Courtesy of Bottom of the Ocean
Immersive show ‘Bottom of the Ocean’ strikes a weird, very 2021 chord
The interactive experience in the basement of a church in Bushwick seems to want to shock more than entertain
“Bottom of the Ocean,” a new immersive show in Bushwick created to be performed for up to five audience members at once, is the oddest and perhaps most petrifying live-theater experience currently out there.
Is it memorable? Certainly. Unique? Yes. Absolutely frightening? You bet. Did it seem to have a point? Not really. Is it worth the $45-$100 price tag? Depends.
BOTO, as the experience is constantly referred to by the actors involved, is the third production from Andrew Hoepfner’s company Houseworld Immersive, this one created with multidisciplinary graphic designer Chia Kwa, featuring costumes by Laura Borys and tech design by Howard Rigberg.
Upon entering Gymnopedie, 5,500 square feet of restored basement in the 19th-century building that houses the Bushwick United Methodist Church, guests are asked to stand around a piece of wood hanging from the ceiling and begin chanting a mantra that touches upon themes of drowning and death.
After putting on parochial-like capes, patrons are then guided into a variety of dark rooms featuring eerie music and usually a single actor wearing some sort of facial covering.
Each space supposedly tackles themes related to ceremony and ritual life. In reality, it feels like a Halloween haunted house, with intense and talented actors continuously popping out of seemingly nowhere. The point of the journey gets a bit lost in a sea of unanticipated adrenaline.
In one of the rooms, for example, after being asked by one of the performers to face a dark wall and scream out the name “Little Gene,” the actress taking on the role of Gene suddenly taps on the guests’ shoulders, startling them. In another room, one of the artists spends almost 10 minutes covered in what looks like a sheet while on his knees, making ghost-like gestures and chanting sinister mantras while the guests stare on.
In short, iInstead of facilitating a sort of artistic therapy, allowing the guests to discover certain parts of themselves that are usually unlocked through exposure to art forms, the effect of the experience seems to simply evoke stupor.
Some portions of the immersive show do, however, resonate. In one of the rooms, for example, the actress on premise asks guests to recall a portion of the day that might have caused them pain and another instance during which they were the ones to cause someone else pain. She then offers them a piece of charcoal and a grinder-like machine, urging participants to grind what they have in hand, eventually declaring the episodes officially expunged and over with.That sort of forced introspection feels like what BOTO wants to be throughout but fails short at.

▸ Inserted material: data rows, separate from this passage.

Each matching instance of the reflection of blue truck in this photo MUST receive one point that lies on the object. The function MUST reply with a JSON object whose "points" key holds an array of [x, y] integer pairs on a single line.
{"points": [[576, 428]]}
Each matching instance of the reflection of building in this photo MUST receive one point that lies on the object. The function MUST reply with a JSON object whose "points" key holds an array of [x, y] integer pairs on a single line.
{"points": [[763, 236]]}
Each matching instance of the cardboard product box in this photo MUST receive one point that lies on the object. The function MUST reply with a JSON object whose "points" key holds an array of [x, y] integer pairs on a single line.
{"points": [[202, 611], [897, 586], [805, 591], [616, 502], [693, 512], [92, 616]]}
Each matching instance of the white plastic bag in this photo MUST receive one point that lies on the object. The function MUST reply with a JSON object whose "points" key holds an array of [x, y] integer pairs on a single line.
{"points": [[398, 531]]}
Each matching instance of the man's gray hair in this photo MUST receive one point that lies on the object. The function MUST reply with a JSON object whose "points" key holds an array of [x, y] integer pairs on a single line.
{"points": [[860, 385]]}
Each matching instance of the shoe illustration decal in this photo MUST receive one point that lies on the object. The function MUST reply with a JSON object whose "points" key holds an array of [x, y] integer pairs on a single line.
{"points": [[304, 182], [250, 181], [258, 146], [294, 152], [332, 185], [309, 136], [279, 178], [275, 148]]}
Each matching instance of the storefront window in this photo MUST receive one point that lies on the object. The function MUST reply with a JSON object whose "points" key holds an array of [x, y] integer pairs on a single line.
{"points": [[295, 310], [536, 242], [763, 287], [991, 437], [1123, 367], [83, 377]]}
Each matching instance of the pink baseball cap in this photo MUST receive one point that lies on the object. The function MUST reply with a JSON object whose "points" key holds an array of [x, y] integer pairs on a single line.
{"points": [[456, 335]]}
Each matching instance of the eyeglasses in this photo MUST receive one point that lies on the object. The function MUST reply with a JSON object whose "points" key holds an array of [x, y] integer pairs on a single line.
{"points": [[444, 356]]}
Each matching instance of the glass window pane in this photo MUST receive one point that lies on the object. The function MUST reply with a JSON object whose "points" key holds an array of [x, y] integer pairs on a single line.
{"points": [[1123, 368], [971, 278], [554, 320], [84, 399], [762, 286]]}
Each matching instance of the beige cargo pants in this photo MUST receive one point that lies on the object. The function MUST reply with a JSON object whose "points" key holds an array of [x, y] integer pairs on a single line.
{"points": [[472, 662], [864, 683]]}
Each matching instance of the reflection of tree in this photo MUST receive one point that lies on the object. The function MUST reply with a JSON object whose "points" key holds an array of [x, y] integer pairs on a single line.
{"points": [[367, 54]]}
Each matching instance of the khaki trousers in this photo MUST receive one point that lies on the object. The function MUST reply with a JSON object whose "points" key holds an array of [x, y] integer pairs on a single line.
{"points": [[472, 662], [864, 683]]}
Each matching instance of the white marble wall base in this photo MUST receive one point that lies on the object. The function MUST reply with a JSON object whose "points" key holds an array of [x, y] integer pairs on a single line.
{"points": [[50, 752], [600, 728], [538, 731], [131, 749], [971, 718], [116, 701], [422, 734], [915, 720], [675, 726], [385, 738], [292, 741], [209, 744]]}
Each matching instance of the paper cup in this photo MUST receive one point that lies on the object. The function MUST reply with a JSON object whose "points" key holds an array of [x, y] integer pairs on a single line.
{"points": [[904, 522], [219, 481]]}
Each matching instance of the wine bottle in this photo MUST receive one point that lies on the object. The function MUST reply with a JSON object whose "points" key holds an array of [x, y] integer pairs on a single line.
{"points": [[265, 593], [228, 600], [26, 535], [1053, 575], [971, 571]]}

In another notable room, spectators are asked to enter a cave filled with balloons–stand-ins for memories. Upon prompts from the actor present, each guest is asked to reminisce about a specific portion of their past. The few minutes spent revisiting memories add a personal aura to the event lending it some sort of meaning that gets lost in other rooms.
I discussed a childhood spent overseas, in Europe, recalling how moving to the United States filled me with the sort of dread that morphed into sadness and eventually became excitement. My companion similarly remembered summer vacations in Israel and the freespirit-like quality of youth. “That sounds amazing!” the performer who led our journey kept repeating to us.
Overall, BOTO is unlike any of the other immersive theatrical spectacles that have landed on New York’s cultural scene. It is more intimate than “Sleep No More,” less traditional than “Speakeasy Times Square” and not as straightforward in its purpose as “Odd Man Out.” But that is the beauty of New York’s artistic landscape, where a whole lot of outlandish productions can co-exist and find a dedicated audience.
“Bottom of the Ocean” will be running at Gymnopedie, 1139 Bushwick Ave., into the 2022 for an undetermined length of time. Tickets are $45-$100.